「ねえリーマス、なんかシリウスさっき機嫌悪くなかった?」
「・・・そうかい?」
今日はアオイと二人きりのホグズミードデートの日だ。
正直めちゃめちゃ緊張している。バレないように全力で頑張っているつもりだけど、めちゃめちゃ緊張している。今日のためにお店もものすごい調べたし、テスト勉強くらいの勢いでどこに何があるとかなにがおいしいとかどういうコースで回るべきか、ここが混んでいたらどうするべきかなどをしっかり叩き込んだ。
正直今年のホグズミード事情について僕より詳しい男はいないと思う。誰か褒めて欲しい。
っていうか、なんでここまで頑張ってるんだ僕・・・。
「うん。やっぱリーマス取り上げちゃって寂しかったのかねえ、みんなほんと仲良いよね〜」
ちなみにそんな僕が今日エスコートするアオイはこんな調子で、あのわかりやすいシリウスの態度にまったく気づいていない。
年上なのに、鈍感だなあ・・・そう思った後、「年上だからこそ僕らが自分に恋愛めいた感情を抱くことはない」と思っているんだろうという事実に気づき少しため息をつきそうになる。
まあ、アオイからしたら僕らなんてほんとうに子供だもんね・・・。
「もうすぐ着くはずだけど・・・ウワッ、あれだ」
「ひぇー、すごいひと」
そんなことを考えていたら目的地が見えた。
いや、正しくは目的地に並んでいる人だかりが見えた。
これは・・・まあ予想してたけど、二時間くらい待たないといけないんじゃないか・・・。
ちらりと横目で見ると少しアオイの顔が引きつっている。寒い中待つのは嫌だという気持ちと、せっかく連れてきてもらったから嫌がるわけには、という気持ちが表情から見て取れる。
わかりやすいなあ、と思わず笑ってしまいそうになった。
「・・・実はここ、バレンタインのときだけ出すメニューがあってそれがものすごい人気なんだ。それも食べてほしかったんだけど寒い中並ばせるのもあれだし、アップルパイは今度にして別のお店に行かない?たぶんそっちはそんなに混まないとおもう」
「そうなんだ、詳しいね!せっかく見てくれてたのに残念だけどそうしよっか・・・」
「また行こう、それに別の方のお店はクリームブリュレがおいしいらしいんだ。僕もまだ行ったことはないんだけどね」
こっちだったかな、と体の向きを変える。するとアオイは目をキラキラと輝かせて言った。
「いっぱい調べてくれてたんだね・・・ありがとう!」
あまりにも嬉しそうにそう言うものだから、ドギマギしてしまって返答が少し遅れた。恥ずかしい。
ああ、やっぱり。
アオイは笑顔がとびきりかわいい。
寒いねと笑うアオイはいつもより近い距離にいるようで、肩が触れる度心臓が少し跳ねる。
初めてのホグズミードに頬を染める横顔はどこまでも嬉しそうで、なんだかつられて自分まで笑顔になった。

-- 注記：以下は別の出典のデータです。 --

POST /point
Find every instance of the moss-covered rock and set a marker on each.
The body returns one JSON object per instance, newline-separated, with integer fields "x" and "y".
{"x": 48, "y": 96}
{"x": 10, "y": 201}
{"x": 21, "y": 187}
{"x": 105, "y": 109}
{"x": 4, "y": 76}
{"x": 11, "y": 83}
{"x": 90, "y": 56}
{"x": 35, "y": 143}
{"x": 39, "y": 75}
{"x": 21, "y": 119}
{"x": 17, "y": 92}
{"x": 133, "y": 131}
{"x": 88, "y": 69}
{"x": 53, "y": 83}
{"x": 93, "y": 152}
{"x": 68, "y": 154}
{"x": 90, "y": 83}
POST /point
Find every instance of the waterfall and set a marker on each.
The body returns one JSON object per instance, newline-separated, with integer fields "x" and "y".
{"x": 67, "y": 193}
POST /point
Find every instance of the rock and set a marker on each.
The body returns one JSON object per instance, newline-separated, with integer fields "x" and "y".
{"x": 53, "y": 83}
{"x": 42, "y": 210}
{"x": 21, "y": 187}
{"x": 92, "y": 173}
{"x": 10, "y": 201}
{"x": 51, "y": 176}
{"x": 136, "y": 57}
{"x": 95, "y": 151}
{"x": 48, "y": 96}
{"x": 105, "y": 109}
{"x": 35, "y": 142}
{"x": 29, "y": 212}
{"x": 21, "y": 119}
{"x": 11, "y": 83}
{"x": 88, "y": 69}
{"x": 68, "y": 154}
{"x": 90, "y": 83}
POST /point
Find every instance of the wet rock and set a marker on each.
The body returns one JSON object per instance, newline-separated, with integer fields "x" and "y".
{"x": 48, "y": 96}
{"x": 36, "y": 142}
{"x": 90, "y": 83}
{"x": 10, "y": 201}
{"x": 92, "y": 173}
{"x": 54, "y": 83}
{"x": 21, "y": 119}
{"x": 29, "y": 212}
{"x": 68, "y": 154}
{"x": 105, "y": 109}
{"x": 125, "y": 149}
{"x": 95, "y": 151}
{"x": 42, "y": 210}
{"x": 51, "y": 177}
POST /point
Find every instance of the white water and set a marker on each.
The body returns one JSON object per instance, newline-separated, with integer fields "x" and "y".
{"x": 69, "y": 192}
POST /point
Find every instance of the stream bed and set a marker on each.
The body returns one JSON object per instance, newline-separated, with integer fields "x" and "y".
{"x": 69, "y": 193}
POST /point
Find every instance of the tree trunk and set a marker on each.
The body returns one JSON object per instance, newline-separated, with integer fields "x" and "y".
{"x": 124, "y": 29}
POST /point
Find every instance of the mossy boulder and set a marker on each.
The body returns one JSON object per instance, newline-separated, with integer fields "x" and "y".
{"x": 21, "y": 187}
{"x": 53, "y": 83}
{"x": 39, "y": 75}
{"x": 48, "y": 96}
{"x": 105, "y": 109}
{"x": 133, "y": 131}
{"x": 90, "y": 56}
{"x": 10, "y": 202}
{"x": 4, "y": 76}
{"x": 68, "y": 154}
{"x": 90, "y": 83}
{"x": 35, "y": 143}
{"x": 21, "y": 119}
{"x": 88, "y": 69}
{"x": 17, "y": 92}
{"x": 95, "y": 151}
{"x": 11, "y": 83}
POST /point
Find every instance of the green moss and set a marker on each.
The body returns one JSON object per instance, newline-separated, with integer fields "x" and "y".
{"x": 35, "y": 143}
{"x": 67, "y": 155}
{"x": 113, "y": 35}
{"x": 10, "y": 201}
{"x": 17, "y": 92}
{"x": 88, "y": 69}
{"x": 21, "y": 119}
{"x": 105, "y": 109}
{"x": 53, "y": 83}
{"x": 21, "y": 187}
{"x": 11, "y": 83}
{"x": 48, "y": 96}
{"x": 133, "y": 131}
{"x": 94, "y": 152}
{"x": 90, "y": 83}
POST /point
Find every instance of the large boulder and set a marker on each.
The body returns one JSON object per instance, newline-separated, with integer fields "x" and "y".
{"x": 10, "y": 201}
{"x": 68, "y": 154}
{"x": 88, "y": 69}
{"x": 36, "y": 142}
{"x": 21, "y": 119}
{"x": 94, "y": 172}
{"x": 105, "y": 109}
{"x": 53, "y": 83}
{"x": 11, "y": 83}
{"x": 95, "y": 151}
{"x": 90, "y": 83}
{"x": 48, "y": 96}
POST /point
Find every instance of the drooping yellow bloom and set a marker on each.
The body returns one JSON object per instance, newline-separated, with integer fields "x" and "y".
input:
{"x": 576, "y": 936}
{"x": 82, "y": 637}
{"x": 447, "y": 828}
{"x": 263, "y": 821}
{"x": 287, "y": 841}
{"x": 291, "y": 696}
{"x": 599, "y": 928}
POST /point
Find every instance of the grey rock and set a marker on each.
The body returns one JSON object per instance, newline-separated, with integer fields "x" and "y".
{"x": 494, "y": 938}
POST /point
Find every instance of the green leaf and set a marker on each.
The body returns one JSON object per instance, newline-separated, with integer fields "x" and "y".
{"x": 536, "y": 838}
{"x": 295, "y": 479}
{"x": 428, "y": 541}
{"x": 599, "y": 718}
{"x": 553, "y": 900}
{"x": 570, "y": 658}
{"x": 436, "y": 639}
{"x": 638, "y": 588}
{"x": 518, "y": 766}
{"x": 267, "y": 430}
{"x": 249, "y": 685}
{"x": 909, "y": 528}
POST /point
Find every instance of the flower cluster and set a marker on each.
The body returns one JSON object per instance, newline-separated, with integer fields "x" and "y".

「・・・そんなにアオイとリーマスが気になるなら、見に行く?」
「はっ?!べ、べつにっ、き、気になってねえーし!」
「はいはい」
ゾンコの悪戯専門店。
先ほどリーマス達と別れ、僕ジェームズはシリウスとピーターといつも通り優秀な悪戯グッズを探しに来たんだけど、どうにもシリウスの様子がおかしい。
ずっと上の空でディスプレイの悪戯にことごとく引っかかり、指を噛まれるわ嫌な臭いがするスプレーをかけられるわ絵の具がローブに付いているわでもう目も当てられない状態だった(何度も対応してくれた店員さんに申し訳ない)。
しかもところどころピーターが巻き添えをくらっていて気の毒でたまらない。
にしても女の子に言い寄られる数も多く、それなりに遊んで来たプレイボーイがこうなるとは。恋愛とは恐ろしいものだなあ、と親友兼悪友を見ながらため息をつく。
ああ、また何かに指を挟まれている。まったくこのままじゃディスプレイを壊しかねないぞ。
見兼ねて僕はやれやれ、と口を開いた。
「・・・じゃあ僕が気になるから二人を探すの付き合ってよ」
「おおおおお?!じぇ、ジェームズがそう言うなら仕方ねえな、手伝ってやるか!!!」
「(めんどくさ)」
僕の提案を待っていたかのように食い気味で反応してきたシリウスは、そう言うやいなや即座に店外へと急ぐ。あまりにもわかりやすい相方に頭が痛くなった。思っていた以上にお熱のようだ。
初デートを頑張るリーマスには悪いけど、もうこれ以上お守りをしきれない。なるべくバレないようにするから許してくれよと心の中で謝った。